Among them were “Peanut Butter Cup,” “Pumpkin Cheesecake,” and “Cinnamon Bun,” aptly named by centre staff and volunteers for the holidays.
And, to the tune of a five-second countdown by about 40 rescue centre volunteers and supporters, the gates on the first group of three flew open.
If it were a horse race, a false start would certainly have been called, with one gate opening at the count of two and one seal refusing to leave altogether.
The seal who got the head start wasted no time getting his feet wet, so to speak, while the other two – including the one who wedged himself inside the crate – eventually made it to the water’s edge before sliding into the ocean.
To the oohs and aahs of the crowd on the beach, the last four were released with less difficulty and off they went to restart their lives.
A few of them swam around in the shallows – only a few feet from the beach – staring at the crowd and perhaps wondering what the heck was going on, while others were long gone into bay.
It’s pretty normal (for them to hang around),” explained Lindsaye Akhurst, rescue centre manager, to the Richmond News.
“Some of them will just take off, some will hang around for a bit.

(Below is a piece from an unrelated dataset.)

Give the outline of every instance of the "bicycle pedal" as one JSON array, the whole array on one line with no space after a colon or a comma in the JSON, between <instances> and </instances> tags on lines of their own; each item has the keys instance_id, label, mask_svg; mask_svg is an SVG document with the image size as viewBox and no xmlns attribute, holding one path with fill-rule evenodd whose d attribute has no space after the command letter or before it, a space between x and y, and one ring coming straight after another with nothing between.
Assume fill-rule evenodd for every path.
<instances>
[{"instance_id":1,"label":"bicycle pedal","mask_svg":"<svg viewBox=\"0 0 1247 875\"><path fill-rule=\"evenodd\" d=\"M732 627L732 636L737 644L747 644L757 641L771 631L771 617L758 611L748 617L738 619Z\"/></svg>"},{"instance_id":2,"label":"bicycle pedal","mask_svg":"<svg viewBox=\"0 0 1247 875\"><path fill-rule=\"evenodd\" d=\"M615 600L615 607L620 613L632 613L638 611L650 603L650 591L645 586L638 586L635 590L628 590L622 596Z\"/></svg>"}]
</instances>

They’re not pack mammals; they’re pretty solitary for the most part.”
Akhurst said the rescue centre has had the pups for two to three months, after being rescued from all across the B.C. coastline.
“Most of them have been separated from their moms, for a variety of reasons, so they’re usually quite dehydrated and skinny when they come to us; some are injured as well,” she added.
The seven pups were the last of 145 rehabilitated and released back into the ocean this year by the rescue centre, a not-for-profit Ocean Wise initiative, which describes itself as a “hospital for sick, injured or orphaned marine mammals.”
“Some of the ones here today are, I guess you could say, the class favourites,” Akhurst said.
“(Staff and volunteers) do get to know them, so it’s a special moment for all of us seeing them released back into their natural habitat.”
Akhurst said Iona Beach was chosen as a release site as very quiet, so the seals “can take their time.”